The same group of Democrats has also challenged General Services Administrator Emily Murphy’s accounts of whether the White House directed her agency’s handling of the FBI headquarters project, which has been of keen interest to House members and senators from the Washington area.
All five signatories are ranking members on congressional oversight committees and would be in a stronger position to chase down the story behind Trump changes in FBI headquarters policy if Democrats take control of the House in next week’s elections.
A newly released email also suggests that cost problems of the Trump approach were clear to the White House and GSA staff as they prepared to field questions from Congress.
The “hardest-hitting FBI HQ question” that Murphy would face, as the lawmakers’ letter summarized a Feb. 13, 2018, email, is built around the fact that, compared with the cancelled plan for relocating to a new suburban campus, the Trump plan “proposes a less secure facility” and “has a higher per seat cost,” while not accounting for “additional associated with moving FBI employees to other locations outside” the national capital region or enabling “the federal government to realize the proceeds associated with disposing of” the aging J. Edgar Hoover building. “How is this a good deal for FBI or taxpayers?” asked the email’s author, Office of Management and Budget Deputy Associate Director Andrew Abrams, writing to GSA deputy Brennan Hart.
“This email confirms that the White House knew internally what the inspector general would not report until months later—the fact that suddenly abandoning the relocation plan in favor of the renovation plan would cost the American taxpayers hundreds of millions of dollars more while housing far fewer employees,” the lawmakers wrote.
The difference, according to the IG, is that the cancelled plan to relocate would have cost an estimated $3.565 billion, offset in part by selling the existing Pennsylvania Avenue property to commercial developers.
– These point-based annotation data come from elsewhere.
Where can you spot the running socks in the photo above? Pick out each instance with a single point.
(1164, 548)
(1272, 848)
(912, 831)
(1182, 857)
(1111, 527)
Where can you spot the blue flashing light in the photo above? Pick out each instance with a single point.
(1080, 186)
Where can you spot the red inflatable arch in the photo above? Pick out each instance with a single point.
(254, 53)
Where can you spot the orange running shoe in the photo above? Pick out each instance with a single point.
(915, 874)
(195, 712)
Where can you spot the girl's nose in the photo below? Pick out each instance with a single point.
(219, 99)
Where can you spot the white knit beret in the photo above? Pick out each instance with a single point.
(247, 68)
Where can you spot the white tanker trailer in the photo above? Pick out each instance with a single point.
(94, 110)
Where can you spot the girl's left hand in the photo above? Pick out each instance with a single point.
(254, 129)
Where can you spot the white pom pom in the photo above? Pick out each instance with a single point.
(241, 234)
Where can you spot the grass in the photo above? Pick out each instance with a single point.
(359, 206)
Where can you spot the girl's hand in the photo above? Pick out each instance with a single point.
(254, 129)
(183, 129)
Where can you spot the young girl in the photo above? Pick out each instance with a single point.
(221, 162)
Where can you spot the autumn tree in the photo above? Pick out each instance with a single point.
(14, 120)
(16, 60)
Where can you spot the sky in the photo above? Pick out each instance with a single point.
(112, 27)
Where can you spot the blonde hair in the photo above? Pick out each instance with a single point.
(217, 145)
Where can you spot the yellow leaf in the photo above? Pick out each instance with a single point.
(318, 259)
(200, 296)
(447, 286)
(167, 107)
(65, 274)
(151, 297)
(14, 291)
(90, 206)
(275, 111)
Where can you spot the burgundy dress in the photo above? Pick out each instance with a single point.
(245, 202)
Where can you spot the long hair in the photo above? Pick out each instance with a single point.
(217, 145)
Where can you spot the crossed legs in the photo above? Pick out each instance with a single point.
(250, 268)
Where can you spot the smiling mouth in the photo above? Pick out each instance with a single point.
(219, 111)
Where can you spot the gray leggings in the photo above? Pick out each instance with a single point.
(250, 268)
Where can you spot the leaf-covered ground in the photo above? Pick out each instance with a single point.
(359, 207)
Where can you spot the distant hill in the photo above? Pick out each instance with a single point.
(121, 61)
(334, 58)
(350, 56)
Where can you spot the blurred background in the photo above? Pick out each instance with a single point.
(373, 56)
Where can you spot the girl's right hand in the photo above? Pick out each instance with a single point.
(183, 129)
By contrast, the lawmakers argued, “it would cost an estimated $3.844 billion to retain the Pennsylvania Avenue property, demolish the existing facility, and construct a new building.”
The Democrats also disputed Sanders’ statement that the FBI favors remaining at the existing headquarters site, citing Director Christopher Wray’s ambivalent statements.
The letter to Kelly requested an array of related documents and a timeline on the FBI headquarters decision-making process by Nov. 15.
GSA has maintained that Administrator Murphy has been accurate in her statements and testimony on both the FBI’s wishes, its cost analysis of the project and its denial of any awareness of White House involvement.
The White House did not respond to Government Executive inquiries by publication time.